Yelp Dataset 2021 version incompatibility

Question

Yelp Dataset 2021 version incompatibility

Opened this issue 3 years ago · 4 comments

In the latest version of the Yelp Open Dataset, the metropolitan areas were changed, so the cities_checkin_data dictionary doesn't get populated when running datasetgen.py. May I request for access to the same version of the dataset that was used during development? Thanks!

Answer 1 · 2021-09-09T20:25:57.000Z

I'd love to do this, but from what I've seen of Yelp's terms of use, I'm not allowed to distribute their data. I want to contact Yelp soon for more information on sharing the dataset I used. If I get any good news, I'll share it here.

Answer 2 · 2021-09-14T02:08:33.000Z

@kayeval finally, I got permission to share the dataset I used, you can download it from Google Drive, and let me know if you have any problems.

Answer 3 · 2021-10-20T03:24:40.000Z

@heitor57 Apologies for the late reply, but thank you so much, I was able to access the dataset with no problems and was able to train a new model using it.

On another note, I was just wondering what steps I should take in order to add a new model as part of the existing recommenders (so I can run the same evaluation metrics on the new model)?

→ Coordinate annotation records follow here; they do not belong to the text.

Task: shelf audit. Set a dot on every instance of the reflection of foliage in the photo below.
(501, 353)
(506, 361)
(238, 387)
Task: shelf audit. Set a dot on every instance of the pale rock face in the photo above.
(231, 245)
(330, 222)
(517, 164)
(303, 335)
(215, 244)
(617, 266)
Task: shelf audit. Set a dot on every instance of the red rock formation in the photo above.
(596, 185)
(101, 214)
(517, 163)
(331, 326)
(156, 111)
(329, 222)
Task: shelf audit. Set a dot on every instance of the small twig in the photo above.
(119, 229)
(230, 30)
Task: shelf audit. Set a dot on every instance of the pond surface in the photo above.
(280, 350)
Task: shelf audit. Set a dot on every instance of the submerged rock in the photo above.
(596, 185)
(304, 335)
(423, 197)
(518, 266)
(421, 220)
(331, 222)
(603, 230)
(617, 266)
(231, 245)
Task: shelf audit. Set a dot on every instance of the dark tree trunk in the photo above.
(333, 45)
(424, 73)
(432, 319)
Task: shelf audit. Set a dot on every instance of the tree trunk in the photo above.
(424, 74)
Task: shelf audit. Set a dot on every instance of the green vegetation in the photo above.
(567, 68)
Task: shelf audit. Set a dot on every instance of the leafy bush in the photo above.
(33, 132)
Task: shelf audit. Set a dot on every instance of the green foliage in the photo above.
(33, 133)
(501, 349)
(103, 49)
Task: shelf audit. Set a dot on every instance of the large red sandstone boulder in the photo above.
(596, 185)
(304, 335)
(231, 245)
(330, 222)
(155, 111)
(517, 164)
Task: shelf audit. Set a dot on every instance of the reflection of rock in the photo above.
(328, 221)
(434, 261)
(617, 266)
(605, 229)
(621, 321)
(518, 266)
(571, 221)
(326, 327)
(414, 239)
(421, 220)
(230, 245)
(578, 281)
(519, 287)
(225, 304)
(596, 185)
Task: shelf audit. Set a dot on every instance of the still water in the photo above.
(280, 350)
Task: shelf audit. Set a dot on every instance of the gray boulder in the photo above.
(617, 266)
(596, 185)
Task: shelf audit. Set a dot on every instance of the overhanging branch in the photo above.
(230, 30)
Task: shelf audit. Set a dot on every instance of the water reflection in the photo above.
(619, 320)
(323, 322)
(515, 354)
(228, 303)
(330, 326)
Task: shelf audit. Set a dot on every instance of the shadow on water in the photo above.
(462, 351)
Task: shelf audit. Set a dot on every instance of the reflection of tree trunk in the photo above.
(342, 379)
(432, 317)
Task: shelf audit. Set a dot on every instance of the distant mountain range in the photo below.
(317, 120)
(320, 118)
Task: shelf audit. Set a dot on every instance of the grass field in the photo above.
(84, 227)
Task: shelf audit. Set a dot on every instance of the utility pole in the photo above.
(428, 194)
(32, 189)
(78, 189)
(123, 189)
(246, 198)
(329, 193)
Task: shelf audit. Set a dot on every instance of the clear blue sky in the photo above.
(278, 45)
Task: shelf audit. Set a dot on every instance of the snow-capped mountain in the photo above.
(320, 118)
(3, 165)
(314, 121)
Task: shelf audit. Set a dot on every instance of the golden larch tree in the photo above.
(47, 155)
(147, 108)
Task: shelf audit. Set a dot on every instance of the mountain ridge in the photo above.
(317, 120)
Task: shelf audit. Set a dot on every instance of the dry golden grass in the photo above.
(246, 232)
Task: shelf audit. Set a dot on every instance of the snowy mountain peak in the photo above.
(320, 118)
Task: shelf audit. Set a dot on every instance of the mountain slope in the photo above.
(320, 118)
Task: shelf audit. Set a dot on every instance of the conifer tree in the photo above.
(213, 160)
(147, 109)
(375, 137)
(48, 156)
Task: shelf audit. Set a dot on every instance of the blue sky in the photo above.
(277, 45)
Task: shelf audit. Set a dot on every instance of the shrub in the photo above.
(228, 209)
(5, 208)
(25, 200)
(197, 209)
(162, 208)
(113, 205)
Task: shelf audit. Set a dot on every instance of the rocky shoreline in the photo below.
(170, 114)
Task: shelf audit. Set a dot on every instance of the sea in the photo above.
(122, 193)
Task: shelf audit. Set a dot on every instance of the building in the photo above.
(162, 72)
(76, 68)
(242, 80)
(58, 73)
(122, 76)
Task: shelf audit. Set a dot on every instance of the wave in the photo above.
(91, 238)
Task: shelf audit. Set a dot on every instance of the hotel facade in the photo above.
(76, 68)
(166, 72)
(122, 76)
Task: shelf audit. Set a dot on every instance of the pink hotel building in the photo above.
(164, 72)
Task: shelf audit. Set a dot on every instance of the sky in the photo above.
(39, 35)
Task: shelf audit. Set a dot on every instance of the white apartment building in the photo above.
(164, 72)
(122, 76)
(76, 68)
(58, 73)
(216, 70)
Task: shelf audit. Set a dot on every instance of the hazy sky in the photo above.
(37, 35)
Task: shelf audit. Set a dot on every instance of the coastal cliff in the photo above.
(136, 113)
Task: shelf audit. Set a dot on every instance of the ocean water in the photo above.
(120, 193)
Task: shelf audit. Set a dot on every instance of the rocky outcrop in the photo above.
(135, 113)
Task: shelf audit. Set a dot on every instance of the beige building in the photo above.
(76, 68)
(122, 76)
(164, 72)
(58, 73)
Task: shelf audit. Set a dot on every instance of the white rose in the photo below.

Answer 4 · 2021-10-20T04:20:26.000Z

If you want to add a base recommender with the following steps below you should have no problems, if it's a post-processing model the process is extremely similar. I recommend that you consult the implemented recommenders to clarify other doubts.

Steps:
(1) Create the configurations in the RecRunner class to manage the inputs;
(2) In the RecRunner class, in the static method get_base_parameters, the recommendation model must expose its default parameters by a dictionary;
(3) Set and create a handler to execute the recommendation model in RecRunner BASE_RECOMMENDERS attribute;
(4) Set in CITIES_BEST_PARAMETERS dictionary at constants.py the parameters of the method to use in each dataset;
(5) Set in RECS_PRETTY a name of the recommender to appear in visualizations.